O parecer preliminar da deputada Andreia Siqueira (PSB-PA) detalha que pessoas com dislexia, Transtorno do Déficit de Atenção com Hiperatividade (TDAH) e outros transtornos de aprendizagem terão direito a adaptações em avaliações. Isso inclui provas escolares, concursos públicos e processos seletivos.
Essas adaptações podem abranger tempo adicional para a realização das provas, ambientes com menor número de estímulos para evitar distrações, a disponibilidade de um leitor para o material, o uso de tecnologias assistivas e a flexibilização dos formatos das avaliações, sempre respeitando as diretrizes de cada sistema de ensino ou processo seletivo.
Epilepsia
Outro projeto em análise é o PL 5538/19, de autoria do deputado Ruy Carneiro (Pode-PB), que visa instituir o Programa Nacional de Atenção Integral às Pessoas com Epilepsia. A proposta busca melhorar o atendimento a esses pacientes no Sistema Único de Saúde (SUS).
O substitutivo da Comissão de Saúde, proposto pelo deputado Dr. Zacharias Kalil (MDB-GO), estabelece como objetivos principais do programa a redução das manifestações clínicas e sequelas da epilepsia, além do combate à estigmatização social associada à doença.

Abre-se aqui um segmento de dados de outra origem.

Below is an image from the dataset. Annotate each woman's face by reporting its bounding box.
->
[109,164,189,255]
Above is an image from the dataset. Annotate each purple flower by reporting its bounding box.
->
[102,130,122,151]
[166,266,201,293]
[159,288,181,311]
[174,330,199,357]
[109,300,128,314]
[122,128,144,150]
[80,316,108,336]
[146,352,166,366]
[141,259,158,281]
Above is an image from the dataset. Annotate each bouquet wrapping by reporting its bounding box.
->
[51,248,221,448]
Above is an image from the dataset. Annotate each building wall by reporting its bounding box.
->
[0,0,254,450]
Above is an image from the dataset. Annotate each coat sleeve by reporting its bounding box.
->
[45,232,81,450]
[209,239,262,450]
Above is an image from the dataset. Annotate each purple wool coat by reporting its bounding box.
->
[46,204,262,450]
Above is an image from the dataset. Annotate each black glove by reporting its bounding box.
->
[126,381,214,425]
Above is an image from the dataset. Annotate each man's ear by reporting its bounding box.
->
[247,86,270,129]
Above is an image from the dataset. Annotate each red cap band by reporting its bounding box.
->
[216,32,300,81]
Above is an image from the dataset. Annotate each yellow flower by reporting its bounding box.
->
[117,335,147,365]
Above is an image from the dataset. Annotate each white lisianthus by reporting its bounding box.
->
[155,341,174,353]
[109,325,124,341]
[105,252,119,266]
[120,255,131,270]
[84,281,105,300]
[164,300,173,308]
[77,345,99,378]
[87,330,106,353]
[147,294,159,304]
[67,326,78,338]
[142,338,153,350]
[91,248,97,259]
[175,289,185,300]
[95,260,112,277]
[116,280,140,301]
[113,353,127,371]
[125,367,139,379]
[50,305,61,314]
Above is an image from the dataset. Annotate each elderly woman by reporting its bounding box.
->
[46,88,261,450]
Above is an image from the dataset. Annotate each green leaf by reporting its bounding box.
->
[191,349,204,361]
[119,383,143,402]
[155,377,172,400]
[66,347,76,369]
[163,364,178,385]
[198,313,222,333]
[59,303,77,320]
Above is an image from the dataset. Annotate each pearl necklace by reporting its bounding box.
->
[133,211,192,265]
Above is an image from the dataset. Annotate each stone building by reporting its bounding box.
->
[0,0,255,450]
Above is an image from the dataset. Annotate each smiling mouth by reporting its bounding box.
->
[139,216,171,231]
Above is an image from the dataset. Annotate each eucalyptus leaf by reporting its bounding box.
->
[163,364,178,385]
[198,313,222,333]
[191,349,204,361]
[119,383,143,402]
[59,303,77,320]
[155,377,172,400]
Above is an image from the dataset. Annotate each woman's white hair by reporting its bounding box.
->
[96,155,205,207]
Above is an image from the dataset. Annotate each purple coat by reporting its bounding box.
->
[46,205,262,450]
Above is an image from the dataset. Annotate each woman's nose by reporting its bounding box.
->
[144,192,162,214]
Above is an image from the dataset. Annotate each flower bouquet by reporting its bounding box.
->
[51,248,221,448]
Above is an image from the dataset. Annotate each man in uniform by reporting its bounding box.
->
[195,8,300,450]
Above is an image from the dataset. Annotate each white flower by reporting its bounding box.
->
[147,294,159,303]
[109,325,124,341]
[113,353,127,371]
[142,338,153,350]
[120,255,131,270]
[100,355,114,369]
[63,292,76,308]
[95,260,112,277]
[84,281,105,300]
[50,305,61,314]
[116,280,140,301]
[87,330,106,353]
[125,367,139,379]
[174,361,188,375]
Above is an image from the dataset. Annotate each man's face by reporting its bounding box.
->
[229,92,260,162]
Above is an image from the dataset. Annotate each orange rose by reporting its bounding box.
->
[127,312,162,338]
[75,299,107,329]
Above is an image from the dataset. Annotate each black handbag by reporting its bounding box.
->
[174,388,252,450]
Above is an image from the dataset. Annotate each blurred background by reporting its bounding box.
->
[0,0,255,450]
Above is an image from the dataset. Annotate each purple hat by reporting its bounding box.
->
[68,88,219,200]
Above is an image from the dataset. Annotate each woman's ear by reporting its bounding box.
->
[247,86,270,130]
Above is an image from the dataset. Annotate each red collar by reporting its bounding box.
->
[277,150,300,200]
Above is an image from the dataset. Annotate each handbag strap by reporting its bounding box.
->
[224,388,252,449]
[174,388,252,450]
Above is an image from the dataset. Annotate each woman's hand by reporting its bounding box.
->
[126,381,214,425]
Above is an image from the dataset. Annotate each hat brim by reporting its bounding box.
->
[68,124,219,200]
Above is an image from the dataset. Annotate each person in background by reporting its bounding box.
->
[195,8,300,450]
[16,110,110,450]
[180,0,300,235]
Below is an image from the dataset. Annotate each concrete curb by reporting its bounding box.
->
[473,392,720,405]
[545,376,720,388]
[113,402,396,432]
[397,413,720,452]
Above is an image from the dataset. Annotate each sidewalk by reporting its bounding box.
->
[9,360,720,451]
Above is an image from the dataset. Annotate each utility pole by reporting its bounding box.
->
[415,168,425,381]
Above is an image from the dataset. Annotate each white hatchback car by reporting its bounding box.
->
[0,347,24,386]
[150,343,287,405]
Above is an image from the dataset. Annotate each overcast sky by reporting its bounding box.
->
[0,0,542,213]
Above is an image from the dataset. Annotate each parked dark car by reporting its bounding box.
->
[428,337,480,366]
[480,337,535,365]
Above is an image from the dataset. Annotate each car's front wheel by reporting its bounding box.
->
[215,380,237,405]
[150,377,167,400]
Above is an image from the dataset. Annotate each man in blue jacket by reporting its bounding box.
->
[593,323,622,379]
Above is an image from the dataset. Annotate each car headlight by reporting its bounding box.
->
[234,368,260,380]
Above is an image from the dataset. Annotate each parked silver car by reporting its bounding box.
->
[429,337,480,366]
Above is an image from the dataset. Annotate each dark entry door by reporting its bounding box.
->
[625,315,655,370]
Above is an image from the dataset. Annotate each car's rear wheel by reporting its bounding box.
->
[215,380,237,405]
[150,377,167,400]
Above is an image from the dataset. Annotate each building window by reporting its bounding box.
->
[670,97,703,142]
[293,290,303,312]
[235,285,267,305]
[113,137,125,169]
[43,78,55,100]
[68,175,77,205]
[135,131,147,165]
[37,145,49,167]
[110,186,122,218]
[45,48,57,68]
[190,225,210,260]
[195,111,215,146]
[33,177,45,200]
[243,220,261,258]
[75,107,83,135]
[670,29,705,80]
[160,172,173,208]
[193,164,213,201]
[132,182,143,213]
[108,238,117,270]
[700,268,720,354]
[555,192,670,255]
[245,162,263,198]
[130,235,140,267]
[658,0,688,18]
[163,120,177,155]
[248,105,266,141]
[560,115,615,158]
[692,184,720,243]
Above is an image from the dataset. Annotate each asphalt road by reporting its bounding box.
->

O programa, a ser implementado no âmbito do SUS, também tem como meta aprimorar o diagnóstico e o tratamento da epilepsia em todos os níveis de atenção à saúde, além de promover ações educativas para disseminar informações sobre a condição.
Hemoderivados
O PL 424/15, de autoria do deputado Jorge Solla (PT-BA), autoriza a Hemobrás a celebrar contratos de fornecimento com o SUS sem a necessidade de licitação em casos específicos. A dispensa de licitação ocorreria se a estatal fosse a única produtora de medicamentos hemoderivados.
A Hemobrás, criada em 2004, é responsável pela produção de medicamentos que utilizam o plasma sanguíneo doado como matéria-prima, coletado em postos em todo o país.